Wednesday 21 February 2018

Nicolas Roche's Giro d'Italia diary: 'My teammate flew over crash rail 20 metres into a field'

Giro d'Italia diary - Nicolas Roche

Nicolas Roche's contention for a top GC placing in the Giro d'Italia may have ended, but he still has a job to do supporting teammate Rafal Majka. Photo: Harry Engels - Velo/Getty Images
Nicolas Roche's contention for a top GC placing in the Giro d'Italia may have ended, but he still has a job to do supporting teammate Rafal Majka. Photo: Harry Engels - Velo/Getty Images

Nicolas Roche

Thursday May 22, Stage 12: Barbaresco -Barolo 42km individual time trial.

Having crashed on a descent and fallen into a muddy ditch, my Danish team-mate Chris Anker Sorensen finished yesterday's stage looking like he'd been dragged through a hedge backwards.

Even though he'd walloped his head and thought he'd broken his hand in the crash, Chris continued on for the next 120km or so to the finish. He was pretty badly shaken up when he got onto the team bus after the stage though and couldn't actually remember riding about 25km of the route.

Neurological tests and X-rays showed no signs of anything afterwards, but Chris had a bit of a headache going to bed, so our Tinkoff-Saxo team doctor monitored him during the night, waking him a few times to make sure he was okay.

Although he responded normally, the team thought it was best to stop him from racing today, so he was forced out of this Giro this morning. but he'll stay with us for a few days so the doctor can keep an eye on him before he goes home.

After Michael Rogers' stage win yesterday, we had a pretty long transfer to our next hotel, but a visit from my girlfriend, a glass of champagne and some tiramisu made by the team chef made up for that.

This morning I did an hour on the home trainer after breakfast and then had some rice and an omelette around 11.30 before leaving for the start of the time trial at 12.45.

As I'm currently 28 minutes behind race leader Cadel Evans, am not a time trial specialist and was never going to win the stage, there was no pressure on me to ride flat out today.

Usually before a time trial, when I'm trying to do a good ride, I warm up on my time-trial bike, which means the mechanics have to change the back wheel before the stage. Today, though, I didn't want to put any extra stress on the mechanics, so I warmed up on my road bike before grabbing my TT bike to head to the start ramp.

It was lashing rain at the start, so, like a lot of riders, I ducked into a VIP tent in the nearby start village for cover a few minutes before rolling down the ramp.

With the rain pelting down and the roads getting slippery, I didn't go full gas today, but instead rode parts of the course hard and parts really easy.

The hardest thing for me today was that, for the first time in a long time, I hadn't ridden the course beforehand which encouraged me to slow down every time I went into a blind corner.

I didn't want to take any risks in the wet, especially as I'd seen the guy who started in front of me, Tobias Ludvigsson of the Giant-Shimano team, fly across a knee-high crash rail on a bend and land about 20 metres off the road in a field below.

In the end, I lost another eight minutes on today's stage, but stayed in the same 44th place overall that I'd been in before the start.

The finish area was so small today that no team buses were allowed and instead, the race organisers had a hotel room booked for each team.

After I crossed the line, I got handed my backpack from the soigneur, went to the hotel, got showered and changed and got the team car back to my room where I tried to chill out a bit before getting a massage and dinner.

My team-mate Rafal Majka just got in about a quarter of an hour ago after doing a brilliant ride in the time trial, finishing fourth, a minute and 39 seconds behind stage winner and new race leader Rigoberto Uran of Omega Pharma Quickstep.

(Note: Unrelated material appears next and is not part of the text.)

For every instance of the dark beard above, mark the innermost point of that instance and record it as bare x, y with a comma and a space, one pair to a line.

We were expecting him to do well, but he really consolidated his third place overall and has set himself up very well for a podium placing on this Giro now.

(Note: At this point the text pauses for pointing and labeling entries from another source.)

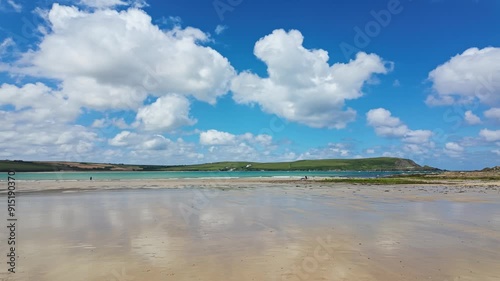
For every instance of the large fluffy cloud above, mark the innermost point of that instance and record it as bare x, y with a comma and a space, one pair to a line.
474, 74
35, 103
302, 86
111, 59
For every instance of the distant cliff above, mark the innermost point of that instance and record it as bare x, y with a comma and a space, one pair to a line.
366, 164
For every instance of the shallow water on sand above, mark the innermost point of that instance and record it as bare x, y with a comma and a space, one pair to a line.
266, 233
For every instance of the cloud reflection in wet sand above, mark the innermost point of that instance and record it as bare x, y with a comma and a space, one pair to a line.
245, 234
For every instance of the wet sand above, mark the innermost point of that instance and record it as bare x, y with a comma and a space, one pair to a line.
254, 230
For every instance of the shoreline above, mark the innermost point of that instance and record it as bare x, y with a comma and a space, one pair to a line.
38, 186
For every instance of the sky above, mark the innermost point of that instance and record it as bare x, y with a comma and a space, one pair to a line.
197, 81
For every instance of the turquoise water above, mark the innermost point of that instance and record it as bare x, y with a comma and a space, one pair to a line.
120, 175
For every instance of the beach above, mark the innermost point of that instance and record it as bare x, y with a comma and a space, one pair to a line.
255, 229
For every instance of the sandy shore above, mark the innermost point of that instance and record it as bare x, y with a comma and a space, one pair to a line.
84, 185
255, 229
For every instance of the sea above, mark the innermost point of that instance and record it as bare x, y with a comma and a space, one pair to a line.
138, 175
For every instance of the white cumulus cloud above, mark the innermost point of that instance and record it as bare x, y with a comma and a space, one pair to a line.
490, 135
107, 59
474, 74
165, 114
471, 118
386, 125
102, 3
301, 86
214, 137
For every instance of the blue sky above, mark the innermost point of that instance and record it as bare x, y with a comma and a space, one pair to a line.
177, 82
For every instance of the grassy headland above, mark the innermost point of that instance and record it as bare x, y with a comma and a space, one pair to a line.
367, 164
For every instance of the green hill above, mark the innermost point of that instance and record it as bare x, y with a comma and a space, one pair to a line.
367, 164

For my Tinkoff-Saxo team, it will be all about defending that placing now. The team are right behind Rafal and I'm pretty excited about trying to help him stay in the top three or even move up if he can.

There is a lot of racing to be done yet, though, and depending on team tactics, I may get a chance to go up the road later on in the race.

But when I was going for top five placing at the Vuelta last year Rafal really helped me in the tough mountain stages. Now it's my turn to pay him back.